Bridgford Foods (NASDAQ:BRID) is expected to report fourth quarter results on January 27th, when it files its "form 8-K" with the SEC. The company's expectations have been ratcheted down significantly due to the current dismal economic climate, and the share price probably reflects the market's dire outlook on the company and then some.
10% sales decline: Look for BRID to report revenues of about $34.4 million, down 10% from last year's fourth quarter of $38.2 million. The snack food purveyor should post a net loss of 10 cents per share versus breakeven results generated the prior year. BRID's gross profit margin could decrease as much as 200 basis points from 35.7% to 33.70%, due to lower overall sales and stubbornly high input costs. The company's SG&A cost could expand 100 basis points from 33.5% to 34.5% due to higher payroll costs.
Relief coming: BRID's first quarter should see some improvement. Plummeting fuel and commodity prices (which came too late to save the fourth quarter) could add 200-500 basis points to its gross profit margin, possibly propelling first quarter earnings as high as 25 cents. If you annualize the potential 25 cents of earnings, you end up with a very low multiple of only four times 2009 earnings.
Too many eggs in one basket: Diversifying is key and something I failed miserably to do with BRID. I am paying the price big time for this error. I should know better. I admit, I bought way too many shares on the way down. The stock hardly trades, so it is very difficult to sell or buy without running the price significantly in either direction. There is simply no liquidity. I feel like I am "stuck" in the position, and have the feeling I may have to wait for the "cows to come home" before the company gets whole again. In the future, I must adhere more closely to an old oil tycoon's words . His saying, "money is like manure, If you spread around, it does a lot of good, but if you pile it all up in one place, it starts to smell like hell." It makes perfect sense to me, but easier said than done.
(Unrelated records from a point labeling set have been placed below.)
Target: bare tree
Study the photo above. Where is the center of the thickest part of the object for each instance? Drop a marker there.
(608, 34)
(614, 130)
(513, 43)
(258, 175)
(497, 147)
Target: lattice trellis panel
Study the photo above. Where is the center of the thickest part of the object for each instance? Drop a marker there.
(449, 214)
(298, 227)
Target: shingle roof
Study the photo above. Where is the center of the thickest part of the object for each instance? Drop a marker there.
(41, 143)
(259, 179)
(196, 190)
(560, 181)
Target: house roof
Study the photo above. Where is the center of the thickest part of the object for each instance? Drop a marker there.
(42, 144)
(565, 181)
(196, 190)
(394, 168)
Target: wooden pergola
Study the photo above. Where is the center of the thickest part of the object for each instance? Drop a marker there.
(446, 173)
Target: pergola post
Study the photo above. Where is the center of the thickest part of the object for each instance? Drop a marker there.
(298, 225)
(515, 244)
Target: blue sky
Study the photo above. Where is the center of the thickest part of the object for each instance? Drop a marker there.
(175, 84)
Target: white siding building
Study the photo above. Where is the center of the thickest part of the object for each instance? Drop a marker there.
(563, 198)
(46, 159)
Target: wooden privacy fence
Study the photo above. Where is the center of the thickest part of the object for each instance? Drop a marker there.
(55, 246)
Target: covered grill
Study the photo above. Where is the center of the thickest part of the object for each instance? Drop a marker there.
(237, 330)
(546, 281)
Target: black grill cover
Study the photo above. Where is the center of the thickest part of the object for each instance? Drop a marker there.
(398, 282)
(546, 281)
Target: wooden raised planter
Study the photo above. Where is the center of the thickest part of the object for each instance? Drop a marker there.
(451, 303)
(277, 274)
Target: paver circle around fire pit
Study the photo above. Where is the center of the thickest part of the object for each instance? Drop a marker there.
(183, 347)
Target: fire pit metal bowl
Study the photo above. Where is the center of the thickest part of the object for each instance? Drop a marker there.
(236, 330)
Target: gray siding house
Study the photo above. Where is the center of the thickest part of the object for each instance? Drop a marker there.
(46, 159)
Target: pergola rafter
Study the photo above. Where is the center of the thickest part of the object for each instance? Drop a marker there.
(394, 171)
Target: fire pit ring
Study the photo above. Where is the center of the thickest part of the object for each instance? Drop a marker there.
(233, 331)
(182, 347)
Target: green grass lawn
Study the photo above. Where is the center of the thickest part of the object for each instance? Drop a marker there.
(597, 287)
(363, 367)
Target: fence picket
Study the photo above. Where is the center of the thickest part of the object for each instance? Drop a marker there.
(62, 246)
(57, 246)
Bottom line: The share price has been decimated beyond reason and probably has no where to go but up at this stage as operational improvement could be right around the corner. Management might also evaluate the feasibility of taking the company private in order to reduce the accounting costs associated with remaining in compliance with the Sarbanes Oxley Act. Management holds over 80% of the 9.4 million shares outstanding, so purchasing the remaining 1.6 million shares would not be a major financial undertaking. If the company were to go private, it could expect to save as much as $2 million a year on accounting labor. Either way, shareholders should expect the share price to ultimately improve.